Economic growth in North America was unimpressive in 2013, and indeed over the past few years. The just-released gross domestic product (GDP) numbers for the 2013 fourth quarter gave the false impression that Canada (up 2.9 per cent annualized) is now outperforming the United States (up 2.4 per cent). This is a blip, and it won’t last.
The Conference Board of Canada expects the Canadian economy to grow by 2.3 per cent in 2014 – up from a mediocre 1.7 per cent in 2013, but nearly a full percentage point slower than the 3.1-per-cent growth forecast for the U.S. economy. The U.S. private sector is in full recovery, and a two-year fiscal deal in Congress finally provides a stable policy backdrop.
A similar pattern of growth is expected in 2015. Indeed, Canada may grow more slowly than America for the decade to come.
Numerous factors explain this outlook. One positive explanation is the faster pace of fiscal adjustment in Canada, in order to restore balanced budgets federally and within provincial governments. The Conference Board expects the Canadian government sector to grow by only about 0.5 per cent this year, with similar modest growth next year.
This fiscal outlook is a good thing over all. Significant fiscal stimulus was added in 2009-11 to fuel the recovery from the global recession, resulting in fiscal deficits across the country. Adding exceptional fiscal stimulus was the right thing to do at the time – but so is steadily withdrawing the stimulus today, to ensure that budgets get rebalanced and public debt levels remain firmly under control.
The other positive factor is the different pattern of recovery from the 2008-09 global recession for Canada and the United States. The Canadian economy quickly rebounded in mid-2009 and has been steadily closing the gap between long-term potential growth and the actual growth results. The U.S. five-year recovery has been more halting, but is finally picking up momentum in 2014 – better times finally appear to lie ahead.

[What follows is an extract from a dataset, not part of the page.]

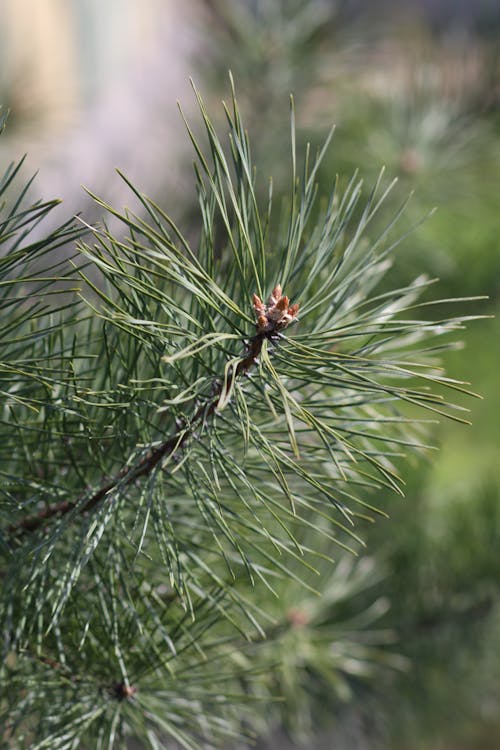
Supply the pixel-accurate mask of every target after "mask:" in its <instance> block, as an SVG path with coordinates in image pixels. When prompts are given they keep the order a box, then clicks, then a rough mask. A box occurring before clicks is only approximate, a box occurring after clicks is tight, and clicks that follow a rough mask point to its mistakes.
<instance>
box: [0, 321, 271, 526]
mask: <svg viewBox="0 0 500 750" xmlns="http://www.w3.org/2000/svg"><path fill="white" fill-rule="evenodd" d="M275 338H276V334H275V332H265V333H264V332H259V333H257V334H256V335H255V336H254V337H253V338H252V339H250V341H249V343H248V347H247V352H246V354H245V356H244V357H243V358H242V359H241V360H240V361H239V362H238V364H237V366H236V373H235V378H237V377H240V376H241V375H245V374H246V373H247V372H248V371H249V370H250V369H251V368H252V367H253V365H254V364H255V362H256V361H257V359H258V357H259V355H260V353H261V350H262V344H263V341H264V339H269V340H275ZM221 389H222V385H221V384H219V385H218V386H217V390H216V393H215V395H214V396H213V398H212V399H211V400H210V401H209V403H208V404H206V403H205V404H202V405H201V406H200V407H199V408H198V409H197V411H196V412H195V414H194V416H193V418H192V420H191V422H190V423H189V425H188V426H186V427H183V428H182V429H180V430H178V431H177V432H176V433H175V434H174V435H172V436H171V437H169V438H168V439H167V440H164V441H163V442H162V443H160V445H158V446H156V447H155V448H151V449H150V450H149V451H148V453H147V454H146V455H145V456H143V458H141V460H140V461H139V462H138V463H137V464H136V465H135V467H130V466H128V465H127V466H124V467H123V468H122V469H120V471H119V472H118V473H117V474H115V476H114V477H113V478H112V479H109V480H108V481H107V482H106V483H105V484H103V485H102V486H101V487H99V489H98V490H96V491H95V492H94V494H92V495H91V496H90V497H89V498H87V500H86V501H83V498H84V495H81V496H80V497H79V498H78V499H77V500H63V501H61V502H59V503H54V504H53V505H49V506H47V507H46V508H43V510H40V511H39V512H38V513H35V514H33V515H31V516H26V518H22V519H21V520H19V521H16V523H13V524H11V525H10V526H9V527H8V533H9V535H10V536H11V537H17V538H19V537H21V536H24V535H25V534H30V533H32V532H34V531H36V530H37V529H39V528H40V527H41V526H43V525H44V523H45V522H46V521H49V520H50V519H52V518H54V517H60V516H65V515H66V514H67V513H70V512H71V511H72V510H74V509H75V508H78V513H79V514H81V515H83V514H85V513H89V512H90V511H92V510H93V509H94V508H96V507H97V506H98V505H99V504H100V503H101V502H102V501H103V500H104V499H105V497H106V496H107V494H108V493H109V492H111V491H112V490H114V489H115V488H116V487H117V486H118V485H120V484H123V485H124V486H128V485H130V484H132V483H133V482H135V481H136V480H137V479H140V478H141V477H144V476H147V475H149V474H150V473H151V472H152V471H153V469H154V468H155V467H156V466H157V465H158V464H159V463H160V462H161V461H162V460H163V459H164V458H167V457H168V456H170V455H171V454H172V453H174V451H175V452H177V451H180V450H182V448H183V447H184V445H185V444H186V442H187V441H188V439H189V438H190V437H191V436H192V435H193V433H194V431H195V429H196V428H197V427H198V426H199V424H200V422H201V421H202V420H205V419H207V418H208V417H210V416H211V415H212V414H213V413H214V411H215V409H216V407H217V403H218V401H219V397H220V395H221ZM78 506H80V507H78Z"/></svg>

Three other reasons for the slower Canadian growth outlook offer less reason for optimism.
First, Canadian personal debt levels relative to income has never been higher. Although low interest rates are making the cost of carrying that debt affordable for now, the large stock of personal debt is weighing on Canadian consumers and moderating the rate of consumption growth (which is foundational to the economy’s performance).
Second, we are experiencing surprisingly slow growth in business investment, across many sectors. In the face of global uncertainty, Canadian firms are still reluctant to expand their business model through faster investment spending. The Conference Board’s forecast for private investment growth in 2014 is better than last year, but remains weak against historical trends.

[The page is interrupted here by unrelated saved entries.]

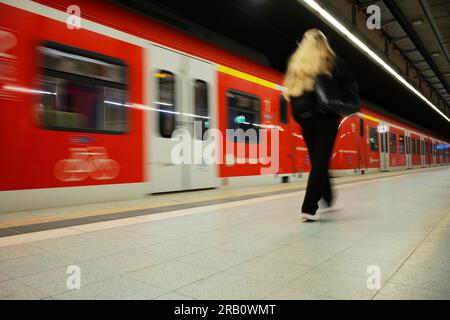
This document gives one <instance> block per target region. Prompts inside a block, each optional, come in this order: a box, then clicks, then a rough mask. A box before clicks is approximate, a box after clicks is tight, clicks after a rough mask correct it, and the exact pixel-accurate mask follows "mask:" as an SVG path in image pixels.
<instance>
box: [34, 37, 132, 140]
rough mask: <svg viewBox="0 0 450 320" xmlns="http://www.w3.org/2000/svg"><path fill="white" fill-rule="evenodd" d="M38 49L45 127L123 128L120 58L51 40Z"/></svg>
mask: <svg viewBox="0 0 450 320" xmlns="http://www.w3.org/2000/svg"><path fill="white" fill-rule="evenodd" d="M38 49H39V52H40V54H41V61H40V63H41V65H40V66H41V70H42V81H41V93H42V97H41V102H40V111H41V112H42V118H41V120H42V124H43V125H44V126H45V127H47V128H49V129H55V130H65V131H83V132H101V133H116V134H117V133H124V132H125V131H126V130H127V127H128V120H127V114H128V111H127V85H126V71H127V70H126V66H125V64H124V63H123V62H122V61H121V60H119V59H115V58H112V57H107V56H104V55H100V54H97V53H94V52H90V51H85V50H81V49H78V48H74V47H69V46H66V45H63V44H59V43H55V42H46V43H44V44H43V45H42V46H40V47H39V48H38Z"/></svg>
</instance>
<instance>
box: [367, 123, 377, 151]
mask: <svg viewBox="0 0 450 320" xmlns="http://www.w3.org/2000/svg"><path fill="white" fill-rule="evenodd" d="M369 143H370V151H378V131H377V128H373V127H369Z"/></svg>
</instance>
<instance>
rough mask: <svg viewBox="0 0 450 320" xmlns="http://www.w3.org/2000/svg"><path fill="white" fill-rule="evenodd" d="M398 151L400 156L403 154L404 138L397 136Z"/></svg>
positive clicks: (404, 139)
mask: <svg viewBox="0 0 450 320" xmlns="http://www.w3.org/2000/svg"><path fill="white" fill-rule="evenodd" d="M398 151H399V152H400V154H405V136H403V135H399V136H398Z"/></svg>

Moreover, Canadian businesses may have missed the window for importing technology and equipment at a favourable exchange rate. The days of a Canadian dollar at par with its U.S. counterpart appear to have ended, at least for now, adding up to 10 per cent to the price of imported business inputs.

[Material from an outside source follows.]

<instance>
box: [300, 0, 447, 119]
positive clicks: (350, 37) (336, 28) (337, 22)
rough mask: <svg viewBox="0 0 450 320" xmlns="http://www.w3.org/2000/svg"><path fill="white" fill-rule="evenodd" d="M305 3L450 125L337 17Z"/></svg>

Third, Canada has gone through an extended period of anemic expansion in trade, particularly with the U.S., which continues to be our dominant export market at about 70 per cent of exports. Export growth has shifted from the leading edge of the Canadian economy in the 1990s to a lagging edge. This shift highlights the need for an aggressive strategy to diversify our international trade and open up access to other markets.
The long-term growth outlook for Canada is also more modest. The United States has the dual advantage over Canada of a higher fertility rate (meaning faster population and labour force growth), and a more dynamic and innovative economy. These combined factors suggest that U.S. long-term annual growth could be at least 0.5 per cent higher than the Canadian long-term outlook.
This translates into slower growth in real incomes for individuals and families, and slower revenue growth for governments – at a time when cost pressures for health care and other priority public services are mounting. Provincial governments in particular are already feeling the fiscal squeeze of rising health costs and slowing revenue growth.
In short, we expect Canada to underperform on economic growth compared with the U.S., both in the near term and over the longer term. This reality will have implications for governments, businesses and individuals, and will increase the pressure to consider different policy and business pathways that could unlock growth potential. Doing the same old things and expecting better results is not realistic.
Glen Hodgson is senior vice-president and chief economist at the Conference Board of Canada.